Beer built this city

Ed Carroll

Photo By GABOR MEREG

Sacramento native and historian Ed Carroll helped kick off Sacramento Beer Week with a lecture about the history of brewing in Sacramento. His book, City of a Beer: Sacramento’s Breweries, has just been published and is available for purchase around town at locally owned bookstores. Three of Carroll’s passions are baseball, biking and beer, so how did he come to write a book about the latter?

What’s your most prized piece of beer memorabilia?

Besides my Buffalo bottles, it’s an Eastside sign. Instead of neon, it’s mercury. It was a beer that my Grandpa Jack drank. I bought it years ago. It’s the most I’ve ever spent on one, but it’s in perfect condition.

Describe your background as a historian.

I was always interested in history, and particularly this subject, which I came upon in the early ’90s, but I didn’t really have the training or the focus to do the research. Six years after I got my English degree, I decided to go into the public-history program at Sac State for a master’s, with pretty much the intent on learning how to do the research and the writing for this type of project with this being my ultimate goal. By sheer luck, it ended up being my thesis. Once I graduated with this degree, I became a historian in that respect.

What was the title of the thesis?

“Brewing in Sacramento 1849-1919”—pretty lackluster title, very technical.

How did you come to write this book?

I always wanted to write it, and I never thought I would, actually. Once it was done—it’s been about a year—in November, Bill Burg, he’s president of the Sac County historical society, approached me and asked if I’d be interested in publishing it as Golden Notes, which is a Sacramento County Historical Society publication. They would give [them] to their members, and I collected those and I loved them. They hadn’t done them for a while, and when [Burg] became president, he revived it. When he asked me to do one, I jumped at it. It’s going to be a lot longer than most of them are, like 150 pages. I was all for it.

Do you know some of the past topics of the Golden Notes?

I have most of the old ones. Sutter’s Slough—the old lake used to be up at Fifth and G [streets] … old landmarks, [the 1890s-era electric parade], any number of things.

What’s the quintessential historical Sacramento brewery?

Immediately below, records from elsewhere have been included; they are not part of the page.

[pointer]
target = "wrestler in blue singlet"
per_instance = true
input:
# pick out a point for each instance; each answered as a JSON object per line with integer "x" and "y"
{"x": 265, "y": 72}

People always tend to look at Buffalo, but Buffalo was really the culmination of 50 years of pioneer brewing and small breweries that moved around, changed owners and traded employees. Basically Germans—they were all kind of a really close network from what I can tell from research. It wasn’t until the end of the 1800s, when consolidation was really important because of the high cost of advertising, bottling, machinery, labor, that all the small brewers who were still around combined within Buffalo … put their money in with Buffalo. … Some had ownership histories that defied description. You’ll see in the book.

A lot of them, like Philip Scheld, who worked as a baker in the gold fields and then bought a brewery in 1851—it lasted until it was absorbed by Buffalo—he was a real exemplary figure, if wealth is deemed to be a valuable characteristic. There’s not much known about these guys, about their personal lives. So much written about them back then was always in that glowing way they wrote about “fine businessmen.”

How long did Buffalo last?

It went from the 1890s until Prohibition, and then it was a soda and malt factory during Prohibition. Maybe they made beer still, I don’t know, and then it came back at the end of Prohibition with a lot of money. All the stockholders were well-known, like Gerber—names you see everywhere all over town, very rich stockholders. They put a bunch of money into it, revamped it, renovated for the times, and it didn’t last another 10 years. They couldn’t compete. Early to mid-’40s, it went down. It was demolished in the ’50s. They ran out of steam against Anheuser-Busch and others. They’d been battling them since the 1880s.

Is Sacramento still the city of a beer?

Knowing the local drinking habits, yes, very much so! (Laughs.) As far as brewery production, I guess it’s not bad. … We’ve got quite a few now. Even in the 1860s, Sacramento only had seven or eight, so that’s about what we’ve got, give or take a few. … A lot of the town was built because of beer wealth.